ECB Executive Board Member Coeuré clarified that tightening might have to wait a bit longer even after the stimulus program ends while another ECB official Francois Villeroy de Galhau hinted that the market can expect a rate hike “at least some quarters but not years” after QE.
With that, euro traders will try to gauge where majority of policymakers are leaning, noting that recent data points haven’t been as impressive as usual.
Italy’s draft deal updates
Headlines on Italy’s coalition government have been a pretty huge deal in the previous week, especially when the leak of the draft deal was released and indicated provisions on debt forgiveness.
Even though an agreement has already been struck, it’s worth noting that both the 5-Star Movement and the League party are openly anti-E.U. so they could bring breakup vibes back to the table.
Last Week’s Price Review
The euro is presently on course to closing out as this week’s second biggest loser after the yen (as of 1 pm GMT), which would mark the third consecutive week of net losses for the euro.
The euro actually had a promising start. And as noted in Monday’s morning London session recap, euro pairs got a noticeable bullish kick when ECB Executive Board Member Francois Villeroy de Galhau hinted that the ECB may be ending its QE program before the year ends while also saying that the market can expect a rate hike “at least some quarters but not years” after the QE program ends.
The euro was later forced to return its early gains, however, thanks to Greenback demand getting revived and ECB Executive Board Member Coeuré’s comments that appeared to contradict Villeroy’s earlier hawkish comments.
After that, the euro got stomped hard on Tuesday. The euro’s slump started during Tuesday’s London session. And as noted in Tuesday’s London session recap, there weren’t really any direct catalysts for the euro’s slide so market analysts were blaming the euro’s weakness on the Greenback’s strength.
A catalysts would later appear during the U.S. session, though, namely an alleged leaked draft of the 5 Star/League agreement since the alleged draft included plans to ask the ECB to forgive €250 billion worth of Italian debt, as well as plans to propose “economic and judicial procedures that allow member states to leave monetary union.”
The euro then continued to steadily sink after that before getting swamped by another wave of sellers during Wednesday’s London session.
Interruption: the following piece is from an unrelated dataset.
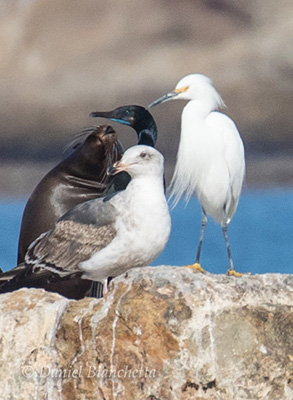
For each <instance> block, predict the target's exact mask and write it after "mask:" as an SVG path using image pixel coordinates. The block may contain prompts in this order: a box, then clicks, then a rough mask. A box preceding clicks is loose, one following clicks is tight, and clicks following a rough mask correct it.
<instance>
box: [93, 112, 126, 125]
mask: <svg viewBox="0 0 293 400" xmlns="http://www.w3.org/2000/svg"><path fill="white" fill-rule="evenodd" d="M90 117H93V118H98V117H100V118H106V119H110V120H111V121H114V122H118V123H119V124H124V125H130V122H129V121H125V120H124V119H120V118H115V117H113V113H112V111H105V112H104V111H101V112H100V111H93V112H91V113H90Z"/></svg>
And as pointed out in Wednesday’s London session recap, there was no negative catalysts for the euro’s slide so market analysts blamed the euro’s slide on political uncertainty because of the leaked draft deal, as well as Greenback strength.
Moving on, the euro would finally find support during Wednesday’s U.S. session. And the apparent catalyst was a comment from League economic adviser Claudio Borghi that debt forgiveness was not part of the deal, invalidating the earlier rumors based on the leaked draft.
The euro then began trading roughly sideways after that before getting a final bearish kick when the 5-Star Movement and the League party of Italy announced that they have finalized a deal to form a coalition government.
The announcement should have reduced political uncertainty a bit. But as highlighted in Friday’s London session recap, both the 5-Star Movement and the League party are openly anti-E.U.
Also, the provisions of the deal itself are also a source of uncertainty seen some provisions are seen as being a cause of conflict with the E.U., particularly the provisions with regard to “billions of euros in tax cuts, additional spending on welfare for the poor, and a roll-back of pension reforms,” as well as provisions that “called for a review of EU governance and fiscal rules” as a Reuters report puts it.
The Swiss Franc
After last week’s mixed performance, the Swissy definitely put an end to its losing streak since it’s this week’s top-performing currency (as of 1 pm GMT). Did that surprise you?
The Kiwi’s win against the Greenback is very small, though, so there’s still a chance that the Swissy may lose out to the Greenback since the trading day’s is far from over.
So, did EUR and CHF pairs finally part ways after dancing in tandem for so long?
Well, they actually still had similar price action. Although there was a decoupling during the later half of Tuesday, the early half of Wednesday, and Friday, as marked in the sample pairs below.
The decoupling on Tuesday and Wednesday was likely due to the euro getting weighed down by USD strength and that leaked draft deal. However, risk aversion was the dominant sentiment at the time and the leaked draft deal was also a source of uncertainty, which is likely why the safe-haven Swissy actually gained ground against everything on Tuesday (except the Greenback) and was not as vulnerable as the euro on Wednesday.
Friday is a similar story since risk aversion prevailed in Europe and the euro was weighed down by the announcement that the Eurosceptic 5-Star Movement and the League party announced that they have finalized a deal to form a coalition government in Italy.